In a letter to Massachusetts House leadership, MHA raised objections to the Baker Administration’s proposed new $250 million tax on acute care hospitals, but highlighted a path for acceptance based on a series of required conditions needed to achieve fairness and protection for hospitals.
Under the governor’s FY2017 budget proposal, the new hospital tax and corresponding Medicaid payments would generate federal matching funds that would ultimately – starting in FY2018 – be used to support proposed investments in Medicaid Accountable Care Organizations (ACOs) as well as community healthcare and social service providers. The Medicaid ACO program and related investments will be the main component of a new five-year Medicaid waiver that is now being considered. But while the waiver is proposed to be for five years, the proposed tax, as written, would be a permanent tax used for a variety of purposes unless the legislature steps in to place limits on it.
As proposed, the $250 million tax revenues would be paid back to hospitals as “a class”; however, some hospitals would gain revenue through the tax and some hospitals would end up as net payers of the tax. (The federal government defines the $250 million levy on hospitals as a “health care related tax.”)
While being supportive of the concept of a new, fully-funded five-year waiver, MHA’s Board of Trustees has raised serious concerns about the proposed new tax. Since it is being levied to help raise funds for the new five-year waiver proposal, then the new tax would have to sunset at five years, MHA argued in its letter, stressing that it must oppose any new hospital tax in the absence of a definitive sunset provision. This is especially important for those hospitals that will pay a heavy price as net payers.
Also, MHA argued, any tax proposal must have strengthened language that clearly stipulates the $250 million tax will be returned to the hospital community as a whole on a timely basis, and not diverted for other state uses; and if the funds are not returned to hospitals in a timely manner the tax should be terminated, MHA said, adding that there should be efforts to mitigate the harm to those hospitals on which the tax imposes a loss.
Massachusetts hospitals have had troubling experience with a similar tax used for the Health Safety Net. The terms of that program have changed frequently over the years. For example, hospitals and commercial insurance payers each are assessed $165 million annually to fund the Health Safety Net. Reimbursement to hospitals for care provided to low-income uninsured and underinsured patients qualifies for federal Medicaid reimbursement, producing approximately $150 million annually in federal funds that goes into the state’s general fund. The state has traditionally returned $30 million of the federal funds to help address the cost of caring for the uninsured and underinsured through the Health Safety Net. However the Baker Administration has proposed ending that contribution, which will increase the program’s funding shortfall in FY2016 to more than $90 million. Health Safety Net shortfalls are paid for solely by hospitals and often run into scores of millions of dollars on an annual basis.

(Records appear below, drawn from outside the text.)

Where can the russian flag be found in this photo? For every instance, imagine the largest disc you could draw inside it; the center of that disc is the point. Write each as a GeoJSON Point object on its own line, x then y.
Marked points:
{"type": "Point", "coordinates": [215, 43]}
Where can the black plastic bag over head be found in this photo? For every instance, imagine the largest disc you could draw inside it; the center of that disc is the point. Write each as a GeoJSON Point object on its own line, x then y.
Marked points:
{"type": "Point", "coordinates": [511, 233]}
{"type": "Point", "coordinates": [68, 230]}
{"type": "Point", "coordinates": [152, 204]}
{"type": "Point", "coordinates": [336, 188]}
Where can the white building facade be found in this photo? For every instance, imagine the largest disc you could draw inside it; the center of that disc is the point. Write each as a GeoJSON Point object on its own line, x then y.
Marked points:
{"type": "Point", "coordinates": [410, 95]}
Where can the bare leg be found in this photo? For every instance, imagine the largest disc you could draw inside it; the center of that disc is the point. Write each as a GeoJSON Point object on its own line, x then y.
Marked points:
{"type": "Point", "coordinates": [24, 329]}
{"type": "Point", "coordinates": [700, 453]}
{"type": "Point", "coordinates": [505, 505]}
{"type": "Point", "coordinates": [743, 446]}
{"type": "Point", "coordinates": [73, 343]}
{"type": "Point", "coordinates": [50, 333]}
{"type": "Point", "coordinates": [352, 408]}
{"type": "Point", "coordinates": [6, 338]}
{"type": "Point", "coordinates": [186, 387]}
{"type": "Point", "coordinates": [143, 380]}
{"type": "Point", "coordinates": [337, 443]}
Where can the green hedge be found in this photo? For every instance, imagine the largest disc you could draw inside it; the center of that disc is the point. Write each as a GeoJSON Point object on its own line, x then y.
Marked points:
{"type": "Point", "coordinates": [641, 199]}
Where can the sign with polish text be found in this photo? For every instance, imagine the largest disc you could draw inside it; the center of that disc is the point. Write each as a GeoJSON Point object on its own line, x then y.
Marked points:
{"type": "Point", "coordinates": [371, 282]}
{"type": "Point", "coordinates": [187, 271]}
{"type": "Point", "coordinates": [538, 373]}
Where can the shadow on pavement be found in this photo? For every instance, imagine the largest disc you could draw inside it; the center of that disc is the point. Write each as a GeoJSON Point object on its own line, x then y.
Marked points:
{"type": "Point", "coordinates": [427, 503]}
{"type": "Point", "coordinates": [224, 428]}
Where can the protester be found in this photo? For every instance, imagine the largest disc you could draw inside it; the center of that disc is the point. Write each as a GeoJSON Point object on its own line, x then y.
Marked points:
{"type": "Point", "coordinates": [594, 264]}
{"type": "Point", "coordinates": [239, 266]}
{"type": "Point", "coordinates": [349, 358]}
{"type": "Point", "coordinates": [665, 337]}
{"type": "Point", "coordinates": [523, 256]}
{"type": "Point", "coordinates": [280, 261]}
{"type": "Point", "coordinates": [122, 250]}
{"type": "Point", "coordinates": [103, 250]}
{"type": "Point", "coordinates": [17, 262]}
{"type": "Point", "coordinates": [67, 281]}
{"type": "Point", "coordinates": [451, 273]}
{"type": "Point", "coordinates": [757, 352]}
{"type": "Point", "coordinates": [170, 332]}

MHA is also very concerned that the Administration proposes imposing the new tax on hospitals in FY2017 before the new waiver would begin, not to promote Medicaid ACOs as intended, but to fill a budget hole in Medicaid.
“Taxing Massachusetts hospitals to address issues with a state budget deficit is strongly objectionable,” said Tim Gens, MHA executive vice president. “If a tax is to be imposed in FY2017, any federal revenues received from such a tax should be dedicated to hospitals. This use of the funding would at least mitigate the harm to the hospital community from the tax. Otherwise, the hospital tax should be delayed until state FY2018.”
MHA is currently talking with the legislature and the administration about how to address its objections. Gens said MHA “hopes that we can all work together to ensure that any tax increase on hospitals, the corresponding Medicaid payments to hospitals, and the new ACO investments can be designed in a manner that Massachusetts hospitals can support. But any proposed temporary tax that isn’t programmed to end, should never begin.”